Storage was part of the solution – despite there not being enough of it – in August 2019, when a bolt of lightning caused a failure at the UK’s Hornsea One offshore wind farm. The facility was operating at 799MW, but de-loaded to 62MW; it also caused a tripping at a 749MW combined-­cycle gas turbine plant. Some 1.9GW of generation was suddenly off the system for up to 50 minutes.

“All grids have a technical obligation to maintain a certain frequency and that is tightly regulated,” van Daele notes. “If you go outside that, the system starts to shut down. Either you have a very sudden demand spike or demand drop, where a large power plant shuts down and batteries are very good at plugging that gap. It just depends on how you get paid for it.”

The lightning strike was a perfect example of the grid-scale use case of battery storage. It is not, however, a silver bullet. Contrary to some claims at the time, battery storage would not have been of help in power failures in 2021 such as those resulting from the Texas storms and Europe’s autumn energy crisis.

“If you have a one- or two-hour battery and you discharge, that’s it,” maintains Scaysbrook. “You’re prohibited from recharging the battery because… that’s putting demand on the system. When everyone’s desperate for every MWh they can get, they don’t want something charging and then discharging again. A gas turbine may be expensive, but you can run it around the clock.

“Until they become much longer duration, batteries are completely useless for something like we experienced the other month.

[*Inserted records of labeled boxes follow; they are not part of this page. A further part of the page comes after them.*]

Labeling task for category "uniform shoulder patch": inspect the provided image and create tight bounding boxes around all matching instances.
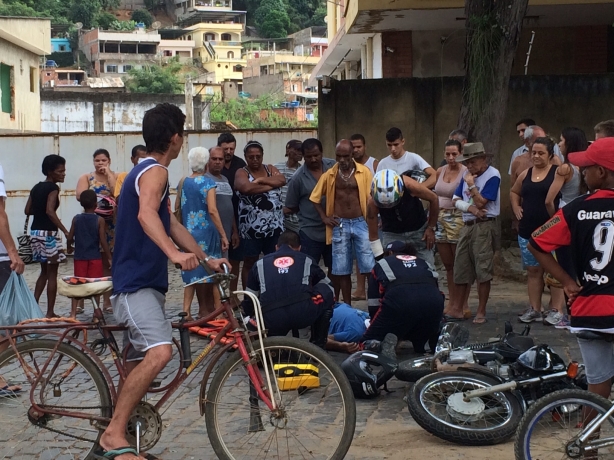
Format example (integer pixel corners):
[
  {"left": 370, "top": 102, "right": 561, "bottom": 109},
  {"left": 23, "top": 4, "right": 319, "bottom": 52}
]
[{"left": 273, "top": 256, "right": 294, "bottom": 268}]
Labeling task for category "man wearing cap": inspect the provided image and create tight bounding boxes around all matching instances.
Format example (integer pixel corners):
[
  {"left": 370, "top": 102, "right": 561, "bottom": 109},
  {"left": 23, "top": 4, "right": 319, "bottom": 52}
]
[
  {"left": 361, "top": 241, "right": 446, "bottom": 353},
  {"left": 235, "top": 141, "right": 286, "bottom": 286},
  {"left": 273, "top": 139, "right": 303, "bottom": 233},
  {"left": 446, "top": 142, "right": 501, "bottom": 324},
  {"left": 529, "top": 137, "right": 614, "bottom": 398}
]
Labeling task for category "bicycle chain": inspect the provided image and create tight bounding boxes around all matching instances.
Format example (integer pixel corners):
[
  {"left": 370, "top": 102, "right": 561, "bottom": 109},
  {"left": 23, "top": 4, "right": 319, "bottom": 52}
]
[{"left": 30, "top": 405, "right": 113, "bottom": 444}]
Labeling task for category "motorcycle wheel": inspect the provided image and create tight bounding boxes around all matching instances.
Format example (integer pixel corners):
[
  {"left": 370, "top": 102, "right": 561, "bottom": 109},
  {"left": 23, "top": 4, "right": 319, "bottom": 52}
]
[
  {"left": 514, "top": 389, "right": 614, "bottom": 460},
  {"left": 394, "top": 356, "right": 433, "bottom": 382},
  {"left": 407, "top": 371, "right": 522, "bottom": 446}
]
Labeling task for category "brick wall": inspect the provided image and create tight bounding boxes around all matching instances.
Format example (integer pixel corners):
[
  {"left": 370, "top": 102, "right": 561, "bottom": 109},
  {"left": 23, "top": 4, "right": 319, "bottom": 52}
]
[{"left": 382, "top": 30, "right": 413, "bottom": 78}]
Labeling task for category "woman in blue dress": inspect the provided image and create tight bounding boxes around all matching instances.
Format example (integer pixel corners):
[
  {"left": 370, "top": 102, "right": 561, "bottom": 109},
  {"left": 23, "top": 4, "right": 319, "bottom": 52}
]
[{"left": 175, "top": 147, "right": 228, "bottom": 320}]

Cost-effective, long-duration energy storage will happen. We are in that waiting period, but it’s worth waiting for.”

O’Cinneade provides slightly more cautious optimism on the ability of storage to mitigate such troughs, although he believes it can be done.

“Is storage going to solve peak demand? The right amount can, but that would need a very significant amount of storage,” he says. “We would fill our systems up at 2am when prices were low and deliver the electricity at times of peak. If there was enough storage on the system, there would be no peak, but that would require a bigger build-out than is already underway.”

Welcome to the iGrid

A nascent but burgeoning part of enabling more storage to come on to the grid and mitigate the intermittent nature of renewables is the smart grid – the supply of electricity through digital communication.

The build-out of smart grids was underlined in November, when Blackstone invested $1 billion in Ohio-based utility FirstEnergy. Quinbrook has also invested in UK-based smart grid operator Flexitricity.

“Cost-effective, long-duration energy storage will happen. We are in that waiting period, but it’s worth waiting for”

David Scaysbrook
Quinbrook Infrastructure Partners

“Data and machine learning and AI are going to play a huge role in the optimisation of power grids,” says Scaysbrook. “There are so many variables to a modern power system stacked with weather-dependent renewables. It is beyond the capability of a traditional, centrally controlled power system operation like [the UK’s] National Grid to manage all of that without a lot of assistance that just can react much faster than people can.

“We are moving to a world where power systems are automated – I don’t think there’s too much doubt about that. Smart grids will be smart because they’ll be able to operate seamlessly with the automation of that power system. We think there’s a high probability this will be accomplished in the next decade.”

However, van Daele is more reluctant to see this as an infrastructure play, instead choosing to focus on the build-out of smart meters.

“There is an ability to enhance the capabilities of the grid by using software to manage this better,” he says. “That’s not something we invest in. We invest in physical infrastructure.”

Although smart grids are also out of range for the Gore Street fund, O’Cinneade believes the shift to a digitally enhanced grid is the future of energy distribution. “The idea of a smart grid, which is where we’re definitely moving, is it is an integrated whole and we can address problems such as load demand, intermittency and be able to take on more renewables in a comprehensive way,” he says.

As with battery storage back in 2015, it may well require the brave to take those leaps forward for everyone else.